In 2026, eBPF is the cloud-native networking layer. Cilium ships as the default CNI on GKE, EKS, and AKS. The “service mesh” conversation has moved from sidecars to per-node eBPF programs. The CPU overhead is under 1%; the operational overhead has nearly vanished.

This post is the working knowledge: why Cilium won, what’s in the modern eBPF observability stack, when sidecars still win, and how to migrate.

What changed

Three years ago, eBPF was novel. The skepticism was reasonable: it’s literally a virtual machine inside the kernel. Today:

  • Cilium is the default CNI on every major managed Kubernetes (GKE Dataplane V2, EKS with Cilium CNI, AKS Advanced Networking).
  • Sidecarless service meshes (Cilium Service Mesh, Istio’s ambient mode) are mainstream.
  • 67% of Kubernetes-at-scale teams in CNCF surveys use at least one eBPF observability tool.

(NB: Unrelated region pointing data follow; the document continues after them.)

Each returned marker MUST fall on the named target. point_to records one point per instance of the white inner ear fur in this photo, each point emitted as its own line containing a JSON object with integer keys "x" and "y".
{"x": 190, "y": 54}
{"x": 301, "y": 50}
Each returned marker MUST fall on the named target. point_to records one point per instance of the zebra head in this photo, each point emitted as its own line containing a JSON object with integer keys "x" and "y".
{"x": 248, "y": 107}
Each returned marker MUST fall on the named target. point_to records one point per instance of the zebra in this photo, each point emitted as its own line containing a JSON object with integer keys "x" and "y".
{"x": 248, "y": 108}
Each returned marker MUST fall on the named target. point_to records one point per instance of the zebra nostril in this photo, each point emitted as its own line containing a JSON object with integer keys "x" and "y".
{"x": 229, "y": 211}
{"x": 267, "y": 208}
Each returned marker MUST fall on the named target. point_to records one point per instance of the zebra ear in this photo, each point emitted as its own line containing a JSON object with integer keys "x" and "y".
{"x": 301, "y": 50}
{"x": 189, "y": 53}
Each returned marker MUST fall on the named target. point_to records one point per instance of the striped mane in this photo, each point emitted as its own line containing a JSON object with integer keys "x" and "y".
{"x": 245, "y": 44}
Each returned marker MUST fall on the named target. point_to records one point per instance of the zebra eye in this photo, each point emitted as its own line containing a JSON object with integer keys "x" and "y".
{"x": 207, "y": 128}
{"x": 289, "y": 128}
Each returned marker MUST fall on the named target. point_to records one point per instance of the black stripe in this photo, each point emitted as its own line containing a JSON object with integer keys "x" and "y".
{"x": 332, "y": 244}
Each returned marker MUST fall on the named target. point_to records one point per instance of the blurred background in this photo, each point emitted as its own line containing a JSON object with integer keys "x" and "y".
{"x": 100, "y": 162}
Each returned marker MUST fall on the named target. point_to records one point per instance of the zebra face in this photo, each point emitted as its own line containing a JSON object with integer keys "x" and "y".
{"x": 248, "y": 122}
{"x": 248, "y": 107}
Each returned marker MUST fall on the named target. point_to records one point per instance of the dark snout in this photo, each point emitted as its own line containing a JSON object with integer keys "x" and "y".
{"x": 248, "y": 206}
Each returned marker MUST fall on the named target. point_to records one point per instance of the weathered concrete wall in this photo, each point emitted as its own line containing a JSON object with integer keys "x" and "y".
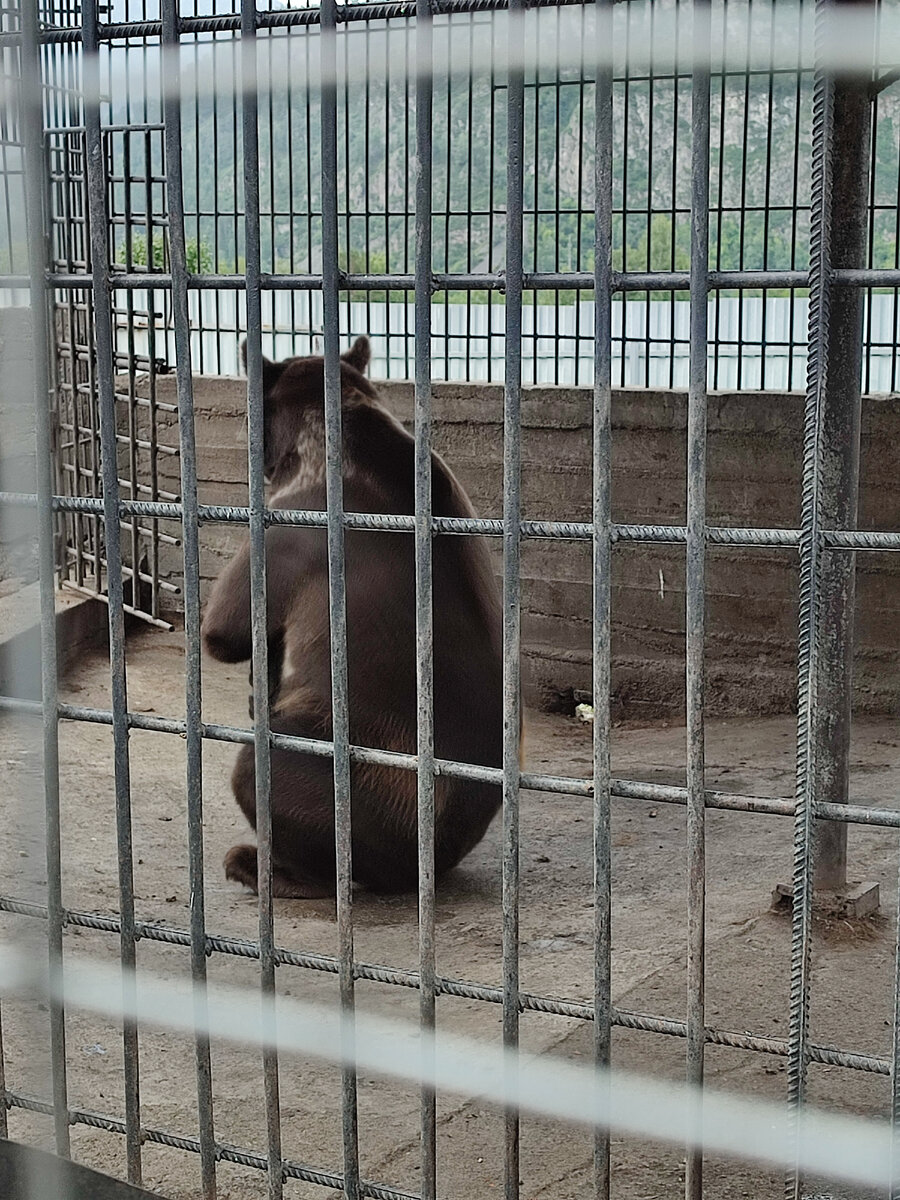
{"x": 754, "y": 480}
{"x": 17, "y": 444}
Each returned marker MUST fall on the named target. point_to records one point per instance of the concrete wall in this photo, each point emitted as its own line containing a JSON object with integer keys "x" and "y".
{"x": 17, "y": 445}
{"x": 754, "y": 480}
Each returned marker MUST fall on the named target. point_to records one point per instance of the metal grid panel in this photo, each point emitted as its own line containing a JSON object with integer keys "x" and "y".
{"x": 813, "y": 541}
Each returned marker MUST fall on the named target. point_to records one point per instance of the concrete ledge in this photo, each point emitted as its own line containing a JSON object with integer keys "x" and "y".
{"x": 82, "y": 625}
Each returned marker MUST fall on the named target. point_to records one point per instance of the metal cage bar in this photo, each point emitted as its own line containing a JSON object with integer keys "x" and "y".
{"x": 809, "y": 581}
{"x": 511, "y": 575}
{"x": 601, "y": 569}
{"x": 33, "y": 137}
{"x": 695, "y": 571}
{"x": 256, "y": 449}
{"x": 193, "y": 714}
{"x": 106, "y": 396}
{"x": 424, "y": 588}
{"x": 336, "y": 580}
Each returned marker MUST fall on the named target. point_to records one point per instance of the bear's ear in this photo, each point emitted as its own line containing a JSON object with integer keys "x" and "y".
{"x": 271, "y": 371}
{"x": 358, "y": 355}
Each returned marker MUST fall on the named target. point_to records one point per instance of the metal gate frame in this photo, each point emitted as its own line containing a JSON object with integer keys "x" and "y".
{"x": 814, "y": 541}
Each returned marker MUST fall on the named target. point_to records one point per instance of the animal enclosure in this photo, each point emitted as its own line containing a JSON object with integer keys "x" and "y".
{"x": 639, "y": 195}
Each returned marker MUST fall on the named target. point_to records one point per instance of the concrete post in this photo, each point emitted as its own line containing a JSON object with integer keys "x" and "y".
{"x": 840, "y": 466}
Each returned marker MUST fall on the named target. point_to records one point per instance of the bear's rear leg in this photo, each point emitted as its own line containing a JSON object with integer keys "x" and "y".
{"x": 240, "y": 864}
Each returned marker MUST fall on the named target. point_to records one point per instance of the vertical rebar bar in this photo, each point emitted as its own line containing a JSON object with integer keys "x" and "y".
{"x": 424, "y": 593}
{"x": 841, "y": 415}
{"x": 809, "y": 586}
{"x": 601, "y": 468}
{"x": 96, "y": 181}
{"x": 256, "y": 447}
{"x": 33, "y": 137}
{"x": 695, "y": 588}
{"x": 337, "y": 606}
{"x": 184, "y": 384}
{"x": 894, "y": 1193}
{"x": 511, "y": 561}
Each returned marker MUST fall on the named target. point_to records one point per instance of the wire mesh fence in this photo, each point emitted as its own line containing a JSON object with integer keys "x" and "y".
{"x": 165, "y": 209}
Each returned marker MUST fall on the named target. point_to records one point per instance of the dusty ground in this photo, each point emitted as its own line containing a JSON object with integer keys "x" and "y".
{"x": 748, "y": 946}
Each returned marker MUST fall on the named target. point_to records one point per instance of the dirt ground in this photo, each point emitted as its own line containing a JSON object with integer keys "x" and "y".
{"x": 747, "y": 961}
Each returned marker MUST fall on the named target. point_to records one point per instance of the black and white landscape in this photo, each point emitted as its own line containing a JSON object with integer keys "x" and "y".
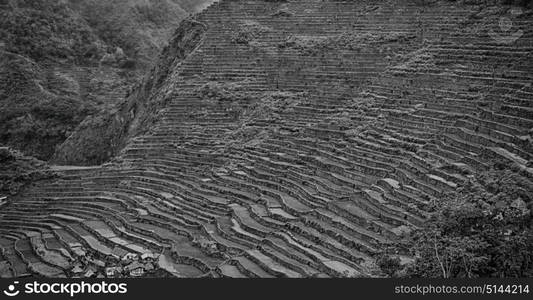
{"x": 264, "y": 138}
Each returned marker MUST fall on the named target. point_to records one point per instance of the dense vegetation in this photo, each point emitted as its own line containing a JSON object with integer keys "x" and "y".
{"x": 47, "y": 30}
{"x": 485, "y": 229}
{"x": 63, "y": 61}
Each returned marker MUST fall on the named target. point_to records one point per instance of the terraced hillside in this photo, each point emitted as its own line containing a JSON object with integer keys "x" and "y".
{"x": 289, "y": 139}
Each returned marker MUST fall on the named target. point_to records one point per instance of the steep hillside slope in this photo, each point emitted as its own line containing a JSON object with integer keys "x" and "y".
{"x": 65, "y": 60}
{"x": 306, "y": 139}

The “scary kernel-level magic” reputation is gone. eBPF programs are signed, verified, sandboxed; the verifier rejects unsafe ones at load time.

The mental model

A sidecar mesh injects a proxy (Envoy) into every pod. Two containers, double the network hops, double the memory:

[ pod A: app + envoy ] ←→ [ pod B: envoy + app ]

A Cilium mesh runs one eBPF program per node that handles routing, policy, mTLS, and observability for every pod on that node. No sidecar:

[ pod A: app ] ── eBPF (kernel) ── eBPF (kernel) ── [ pod B: app ]

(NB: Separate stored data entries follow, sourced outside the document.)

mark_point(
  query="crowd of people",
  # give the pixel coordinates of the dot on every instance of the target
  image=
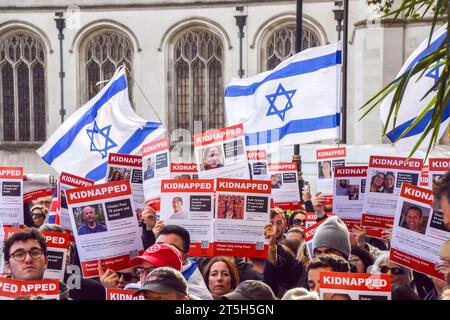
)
(165, 271)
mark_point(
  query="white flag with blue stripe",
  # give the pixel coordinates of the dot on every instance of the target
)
(297, 102)
(107, 123)
(412, 104)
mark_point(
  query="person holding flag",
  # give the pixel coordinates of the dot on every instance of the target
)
(107, 123)
(297, 102)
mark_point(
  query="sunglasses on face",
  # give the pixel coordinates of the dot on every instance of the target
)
(21, 254)
(128, 277)
(394, 270)
(143, 272)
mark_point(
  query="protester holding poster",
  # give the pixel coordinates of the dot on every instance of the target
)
(190, 204)
(106, 226)
(128, 167)
(13, 289)
(57, 252)
(437, 168)
(31, 266)
(69, 181)
(155, 167)
(284, 183)
(38, 215)
(242, 235)
(348, 193)
(385, 176)
(418, 232)
(327, 161)
(11, 195)
(347, 286)
(183, 171)
(258, 165)
(2, 260)
(221, 153)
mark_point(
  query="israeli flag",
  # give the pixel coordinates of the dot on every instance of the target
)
(297, 102)
(107, 123)
(412, 104)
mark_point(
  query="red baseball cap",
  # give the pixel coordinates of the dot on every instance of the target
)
(160, 255)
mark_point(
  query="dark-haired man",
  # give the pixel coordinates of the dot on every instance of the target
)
(178, 213)
(91, 225)
(164, 283)
(25, 254)
(278, 221)
(442, 196)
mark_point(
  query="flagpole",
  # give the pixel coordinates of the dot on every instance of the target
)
(344, 75)
(60, 25)
(298, 47)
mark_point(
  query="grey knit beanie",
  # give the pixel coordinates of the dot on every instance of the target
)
(333, 233)
(300, 294)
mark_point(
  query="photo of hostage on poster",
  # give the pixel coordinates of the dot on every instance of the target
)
(327, 161)
(57, 250)
(122, 294)
(242, 211)
(348, 193)
(2, 242)
(221, 153)
(284, 184)
(418, 232)
(183, 171)
(11, 195)
(385, 176)
(12, 289)
(68, 181)
(155, 167)
(437, 168)
(105, 226)
(354, 286)
(190, 204)
(128, 167)
(258, 165)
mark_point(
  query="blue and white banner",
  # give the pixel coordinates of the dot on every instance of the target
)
(107, 123)
(297, 102)
(412, 104)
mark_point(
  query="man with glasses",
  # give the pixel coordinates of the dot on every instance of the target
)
(25, 254)
(278, 221)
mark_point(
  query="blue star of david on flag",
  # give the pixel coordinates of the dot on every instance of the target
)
(434, 74)
(102, 135)
(281, 91)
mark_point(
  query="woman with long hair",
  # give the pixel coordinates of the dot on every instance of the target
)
(376, 184)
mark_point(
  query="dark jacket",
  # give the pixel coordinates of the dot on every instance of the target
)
(287, 274)
(246, 271)
(148, 237)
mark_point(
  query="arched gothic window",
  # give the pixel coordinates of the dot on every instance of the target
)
(280, 44)
(198, 82)
(22, 88)
(101, 54)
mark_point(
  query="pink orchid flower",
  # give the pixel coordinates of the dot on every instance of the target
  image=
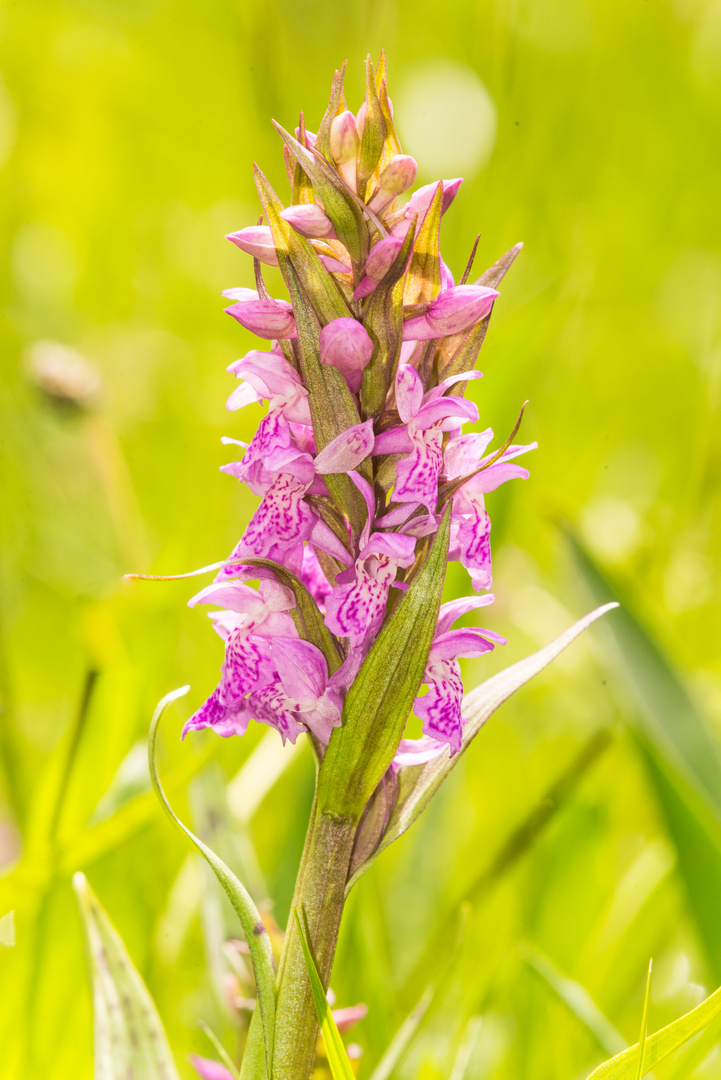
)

For L7 features (HTTP routing, gRPC), Cilium uses a per-node Envoy (one shared instance) instead of one per pod. The cost goes from N sidecars to 1 daemon.

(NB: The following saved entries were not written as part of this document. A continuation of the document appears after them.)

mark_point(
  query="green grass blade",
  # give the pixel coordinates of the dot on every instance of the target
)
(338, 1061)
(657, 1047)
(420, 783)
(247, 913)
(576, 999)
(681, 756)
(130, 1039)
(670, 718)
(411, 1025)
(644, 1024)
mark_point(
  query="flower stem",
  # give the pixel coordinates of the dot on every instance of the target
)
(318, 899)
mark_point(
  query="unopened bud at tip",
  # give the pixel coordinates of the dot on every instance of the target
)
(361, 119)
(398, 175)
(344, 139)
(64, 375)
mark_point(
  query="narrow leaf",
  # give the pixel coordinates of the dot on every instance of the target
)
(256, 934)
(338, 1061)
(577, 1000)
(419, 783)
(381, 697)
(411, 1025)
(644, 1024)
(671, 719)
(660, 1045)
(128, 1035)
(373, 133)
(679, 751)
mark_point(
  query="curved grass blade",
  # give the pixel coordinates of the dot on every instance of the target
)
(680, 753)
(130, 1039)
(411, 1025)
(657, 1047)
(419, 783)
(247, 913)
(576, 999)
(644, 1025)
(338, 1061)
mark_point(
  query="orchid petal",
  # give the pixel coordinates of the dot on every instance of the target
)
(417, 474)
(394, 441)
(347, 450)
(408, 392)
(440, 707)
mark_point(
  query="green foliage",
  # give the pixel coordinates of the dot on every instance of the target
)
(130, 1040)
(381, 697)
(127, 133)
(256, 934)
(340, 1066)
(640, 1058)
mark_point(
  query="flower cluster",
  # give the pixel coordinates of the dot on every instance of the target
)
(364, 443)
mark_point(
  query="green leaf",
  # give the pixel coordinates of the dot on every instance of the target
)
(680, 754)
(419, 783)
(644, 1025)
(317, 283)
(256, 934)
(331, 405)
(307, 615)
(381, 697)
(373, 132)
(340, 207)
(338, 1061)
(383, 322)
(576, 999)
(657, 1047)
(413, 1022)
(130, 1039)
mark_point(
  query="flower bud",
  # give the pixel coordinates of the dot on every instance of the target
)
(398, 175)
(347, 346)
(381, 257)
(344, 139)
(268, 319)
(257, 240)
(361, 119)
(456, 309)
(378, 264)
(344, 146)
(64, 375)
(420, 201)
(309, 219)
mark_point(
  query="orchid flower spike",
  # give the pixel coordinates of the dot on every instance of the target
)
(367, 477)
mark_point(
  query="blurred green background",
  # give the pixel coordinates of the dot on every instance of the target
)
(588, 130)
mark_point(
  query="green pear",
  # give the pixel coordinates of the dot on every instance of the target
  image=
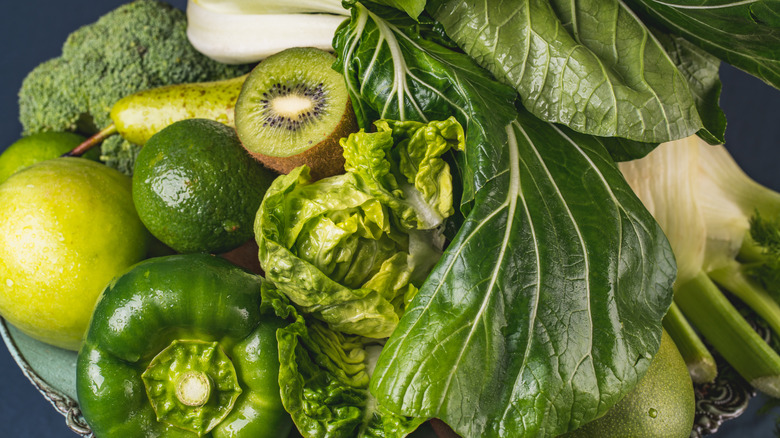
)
(139, 116)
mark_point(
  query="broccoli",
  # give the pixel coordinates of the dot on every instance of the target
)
(137, 46)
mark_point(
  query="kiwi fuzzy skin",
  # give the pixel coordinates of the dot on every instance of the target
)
(325, 158)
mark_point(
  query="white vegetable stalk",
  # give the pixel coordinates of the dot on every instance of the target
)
(704, 203)
(238, 32)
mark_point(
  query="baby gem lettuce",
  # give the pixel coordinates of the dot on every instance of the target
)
(353, 249)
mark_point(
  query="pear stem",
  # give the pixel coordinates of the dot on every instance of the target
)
(92, 141)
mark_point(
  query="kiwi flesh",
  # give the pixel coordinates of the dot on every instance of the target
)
(293, 109)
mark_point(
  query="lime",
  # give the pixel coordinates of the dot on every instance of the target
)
(67, 227)
(39, 147)
(196, 188)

Result: under 1% CPU overhead per node, no pod restarts to enable, no sidecar memory tax.

What Cilium does

CNI (the table stakes)

Pod-to-pod networking, IPAM, NodePort, LoadBalancer, ExternalIPs. Faster than kube-proxy because eBPF replaces iptables for service routing — important once your cluster has 1000+ services.

Network Policy

Beyond Kubernetes’ built-in NetworkPolicy, Cilium supports L7 policies:

apiVersion: cilium.io/v2
kind: CiliumNetworkPolicy
metadata: { name: api-allow-frontend }
spec:
  endpointSelector:
    matchLabels: { app: api }
  ingress:
    - fromEndpoints:
        - matchLabels: { app: frontend }
      toPorts:
        - ports: [{ port: "8080", protocol: TCP }]
          rules:
            http:
              - method: "GET"
                path: "/users(/|$)(.*)"
              - method: "POST"
                path: "/users$"

The frontend can GET /users or POST /users on the api, but not DELETE. Encoded in YAML, enforced at line rate.

Service mesh

mTLS between pods, traffic shifting, retries, circuit breaking, header rewrites — same features as Istio, no sidecar:

apiVersion: cilium.io/v2alpha1
kind: CiliumEnvoyConfig
metadata: { name: api-canary }
spec:
  services:
    - { name: api, namespace: default }
  resources:
    - "@type": type.googleapis.com/envoy.config.route.v3.RouteConfiguration
      virtualHosts:
        - name: api
          domains: ["*"]
          routes:
            - match: { prefix: "/" }
              route:
                weightedClusters:
                  clusters:
                    - { name: api-v1, weight: 90 }
                    - { name: api-v2, weight: 10 }

90/10 traffic split for canary. Lives in Cilium’s CRDs, not bolted on.

Observability — Hubble

$ hubble observe --namespace api
Apr 29 09:42:01.234 default/frontend-7c4fb7  → default/api-6cd45b  HTTP 200 GET /users
Apr 29 09:42:01.245 default/api-6cd45b       → default/postgres    TCP  to:5432

Hubble is Cilium’s flow-level observability. Every connection is captured by the eBPF program — no app instrumentation. Pair with Hubble UI for a service map that auto-builds from real traffic.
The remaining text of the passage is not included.